THIRTY-FIVE weeks into what was a perfect pregnancy Lauren Millar’s world fell apart when doctors could not find a heartbeat for her baby daughter, Grace.
And almost two years on from that horrendous day in the then 19-year-old’s life Lauren is campaigning for more research and information on stillbirth.
Lauren’s daughter baby Grace was stillborn on October 20, 2009.
“It was a perfect pregnancy, everything had went so well,” the 21-year-old told the Times.
“Grace was always a very active baby, she loved music and going to the cinema and would kick all the time. I knew what she was going to be like, you just knew her personality so well, I fell in love with her right from the very beginning.
“The whole family were so happy. We had got the nursery all ready, bought all her clothes and toys and were ready to welcome her into our family.
“I had planned her whole future out - not for one second did I think that she would never get a chance to play with her toys or wear her clothes.”
Lauren continued: “When one day I didn’t feel her move I knew there was something just not right.
“In the hospital I lay on the bed and waited for the reassurance of hearing my baby’s heartbeat during the scan, but all I heard was silence and when the doctor said she couldn’t find it, my world fell apart - it was the worst day of my life.”
The following day Lauren was induced and had to go through almost 12 hours of labour in the Maternity Unit at the Royal Victoria Hospital in Belfast.
Lauren continued: “No-one tells you what to expect, you are told you have to go through labour and birth and all the pain but you don’t know what that means and at the end your baby is taken away from you.
“I was in a Delivery Room in the Maternity Ward which is designed so you can’t hear other babies being born. But I could still hear one or two, which was horrible, hearing cries of other babies but not mine.
“It’s the exact same labour as any other baby except it is much harder as the baby is not moving and helping you and you have to do it all yourself. It was so traumatic - there was no other way to do it - it really was just horrific.
“But when Grace was born she was just perfect, like any other newborn baby.”
Following the birth, Lauren and her family spent three days with Grace, who was christened by her grandfather, before the funeral service. An examination of the placenta showed that it was too small to provide the vital lifeline between mother and daughter.
Lauren went on: “We were lucky we got the days with Grace when she was born and a lot of people got to meet her and we got lots of pictures, but it was never enough.
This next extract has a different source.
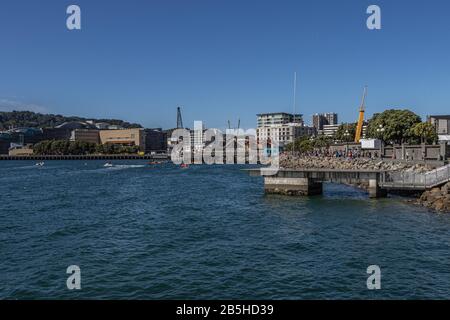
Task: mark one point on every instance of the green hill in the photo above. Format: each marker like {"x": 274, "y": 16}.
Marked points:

“Birth is supposed to be a happy time and no one wants to think about death, but there needs to be more openness about it.”
Lauren has campaigned and raised funds for stillbirth charity Sands and has also taken part in an exhibition by photographer, John Kemp. His work, entitled 17, highlights the number of women who give birth each and every day to stillborn babies or who have children who die soon after birth.
Lauren continued: “The matter needs to be highlighted and we need to have specially trained doctors and midwives who can spot the warning signs.
“It is happening so much and if maybe I had been aware of it, things might have been different.
“I was not in the high risk category for childbirth and never thought there would have been a problem and many other pregnant mothers might feel the same, but, if there was more awareness of stillbirth, it could make a real difference.
“With Grace the placenta was too small, which is something that is never monitored during the entire pregnancy. If that is discovered early then babies can be saved.”
Lauren, who works at a Ballyclare estate agents, added: “People have said to me would you not try for another one but that doesn’t bring back Grace, that’s the one you want. It is not as easy as people may think, you are always in fear it might happen again.
“It will be Grace’s second birthday this October, but it still feels like yesterday, it doesn’t get any easier.
“Grace had the most beautiful hands that gripped round your fingers when you held them. To us Grace was not dead, she was alive to us for those three days and I will cherish that time for the rest of my life.”